Given G, is there a way to "count" how many $G$ -coalgebras $(A,\alpha)$ have $\alpha$ invertible? I expect there are probably "as much as the object $GX$ is big", where $X$ is the carrier of the terminal coalgebra.

Feel free to assume whatever you want on G and on its domain!

Tom Hirschowitz (Feb 02 2021 at 17:27):

Not quite answering your question, but are you aware of work by Stefan Milius and colleagues about characterising various kinds of coalgebras with invertible $\alpha$ ?

Nathanael Arkor (Feb 02 2021 at 17:34):

However, it takes just the time to draw the right diagram to understand that this is false.

Even more simply, this applies to both terminal coalgebras and initial algebras, so, unless they coincide, this is immediately seen to be false.

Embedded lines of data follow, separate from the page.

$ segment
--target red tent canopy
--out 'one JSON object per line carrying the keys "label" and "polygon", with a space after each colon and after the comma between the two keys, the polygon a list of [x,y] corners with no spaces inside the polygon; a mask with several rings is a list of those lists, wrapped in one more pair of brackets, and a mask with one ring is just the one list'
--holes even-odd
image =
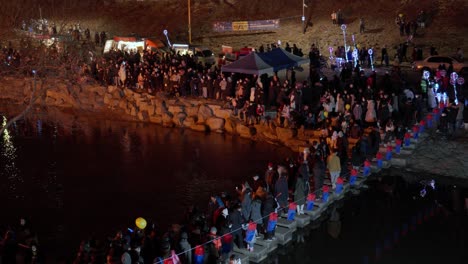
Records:
{"label": "red tent canopy", "polygon": [[136,41],[135,37],[114,37],[114,41]]}

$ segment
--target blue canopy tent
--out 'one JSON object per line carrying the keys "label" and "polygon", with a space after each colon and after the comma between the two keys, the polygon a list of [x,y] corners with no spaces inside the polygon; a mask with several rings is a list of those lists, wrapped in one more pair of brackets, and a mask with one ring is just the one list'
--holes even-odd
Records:
{"label": "blue canopy tent", "polygon": [[309,59],[296,56],[282,48],[276,48],[258,55],[273,67],[274,72],[310,63]]}
{"label": "blue canopy tent", "polygon": [[264,73],[273,73],[273,67],[266,63],[259,54],[252,52],[240,60],[222,66],[221,71],[262,75]]}

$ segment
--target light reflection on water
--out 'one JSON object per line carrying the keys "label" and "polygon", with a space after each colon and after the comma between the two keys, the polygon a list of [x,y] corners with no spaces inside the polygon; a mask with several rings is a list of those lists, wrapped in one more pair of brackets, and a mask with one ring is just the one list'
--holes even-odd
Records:
{"label": "light reflection on water", "polygon": [[[290,155],[229,135],[139,123],[67,116],[16,127],[0,142],[0,174],[11,174],[13,164],[17,178],[0,178],[0,187],[24,190],[24,198],[0,192],[8,201],[0,204],[0,224],[28,216],[47,250],[66,254],[89,234],[103,238],[136,216],[162,227],[179,222],[188,206],[205,207],[210,193],[233,190]],[[251,157],[255,150],[263,154]]]}
{"label": "light reflection on water", "polygon": [[[7,124],[7,118],[2,117],[2,127],[5,127]],[[4,170],[0,172],[0,175],[8,179],[8,194],[11,198],[14,199],[23,199],[24,196],[20,193],[20,185],[24,182],[23,177],[21,176],[20,171],[16,166],[16,147],[13,144],[13,138],[10,135],[8,129],[3,131],[3,148],[2,156],[4,157]]]}

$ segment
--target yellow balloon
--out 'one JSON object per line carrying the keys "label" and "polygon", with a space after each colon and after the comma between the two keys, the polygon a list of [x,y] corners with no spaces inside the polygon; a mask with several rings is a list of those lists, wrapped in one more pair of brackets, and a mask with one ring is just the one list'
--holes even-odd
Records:
{"label": "yellow balloon", "polygon": [[143,217],[138,217],[136,220],[135,220],[135,224],[138,228],[140,229],[145,229],[146,227],[146,220],[143,218]]}

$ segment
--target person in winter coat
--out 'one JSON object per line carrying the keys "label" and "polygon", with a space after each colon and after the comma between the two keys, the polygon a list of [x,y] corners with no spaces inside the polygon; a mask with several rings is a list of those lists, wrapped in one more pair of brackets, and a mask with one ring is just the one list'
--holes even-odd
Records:
{"label": "person in winter coat", "polygon": [[263,233],[262,200],[257,195],[255,195],[252,201],[252,213],[250,214],[250,220],[257,223],[258,234]]}
{"label": "person in winter coat", "polygon": [[188,235],[187,233],[183,232],[180,235],[180,242],[179,242],[180,250],[185,252],[182,256],[184,257],[183,263],[192,264],[192,251],[190,249],[192,246],[188,242]]}
{"label": "person in winter coat", "polygon": [[375,112],[374,100],[367,100],[366,123],[373,124],[377,121],[377,114]]}
{"label": "person in winter coat", "polygon": [[327,159],[327,168],[330,171],[330,179],[332,182],[333,189],[336,187],[336,179],[341,173],[340,158],[337,156],[337,150],[334,149],[331,155]]}
{"label": "person in winter coat", "polygon": [[288,189],[288,175],[286,172],[280,172],[280,177],[275,185],[275,194],[276,199],[280,207],[286,212],[288,207],[288,196],[289,196],[289,189]]}
{"label": "person in winter coat", "polygon": [[[267,194],[267,197],[265,201],[263,202],[263,207],[262,207],[262,217],[263,217],[263,226],[268,227],[268,220],[270,217],[270,214],[275,212],[277,208],[277,203],[275,198],[271,193]],[[265,233],[264,239],[271,239],[275,235],[274,230],[272,232],[267,232]]]}
{"label": "person in winter coat", "polygon": [[305,204],[305,193],[308,192],[305,189],[304,178],[302,174],[297,174],[296,179],[296,188],[294,190],[294,202],[297,203],[297,214],[304,214],[304,204]]}
{"label": "person in winter coat", "polygon": [[275,193],[275,184],[278,180],[278,173],[273,168],[273,163],[268,163],[268,168],[265,172],[265,184],[266,184],[266,191],[269,193]]}
{"label": "person in winter coat", "polygon": [[242,216],[244,222],[249,221],[250,214],[252,213],[252,189],[246,182],[242,188]]}
{"label": "person in winter coat", "polygon": [[207,236],[207,241],[209,243],[206,245],[207,246],[207,262],[206,263],[212,263],[216,264],[219,263],[220,257],[221,257],[221,239],[217,235],[218,230],[216,227],[212,227],[210,229],[210,233]]}
{"label": "person in winter coat", "polygon": [[325,179],[325,163],[319,155],[314,156],[313,169],[315,192],[317,196],[321,195],[323,180]]}
{"label": "person in winter coat", "polygon": [[241,213],[240,204],[234,205],[233,210],[229,213],[229,223],[231,224],[232,236],[234,243],[238,248],[244,248],[244,240],[242,238],[242,225],[245,223]]}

Jules Hedges (Feb 02 2021 at 17:34):

You beat me to it by 30 seconds..... I thought I was going crazy thinking that Lambek's theorem also applies to initial algebras...

fosco (Feb 02 2021 at 17:35):

:grinning: I left vague the concept of "the right diagram" on purpose

fosco (Feb 02 2021 at 17:35):

Tom Hirschowitz said:

Not quite answering your question, but are you aware of work by Stefan Milius and colleagues about characterising various kinds of coalgebras with invertible $\alpha$ ?

No! My question is also meant to get acquainted with more literature on the subject

Tom Hirschowitz (Feb 02 2021 at 21:46):

IIRC, one of their contributions was to characterise a kind of "regular" fixed point. In lots of examples, the initial algebra intuitively consists of finite trees, while the final coalgebra consists of all, potentially wildly infinite trees. And their regular fixed point would catch something like regular trees, in the sense of finite trees with "loops".

Todd Trimble (Feb 03 2021 at 01:47):

The only thing I remember which seems remotely relevant are "algebraically compact functors" where the initial algebra is isomorphic to the terminal algebra. There's some stuff by Barr here.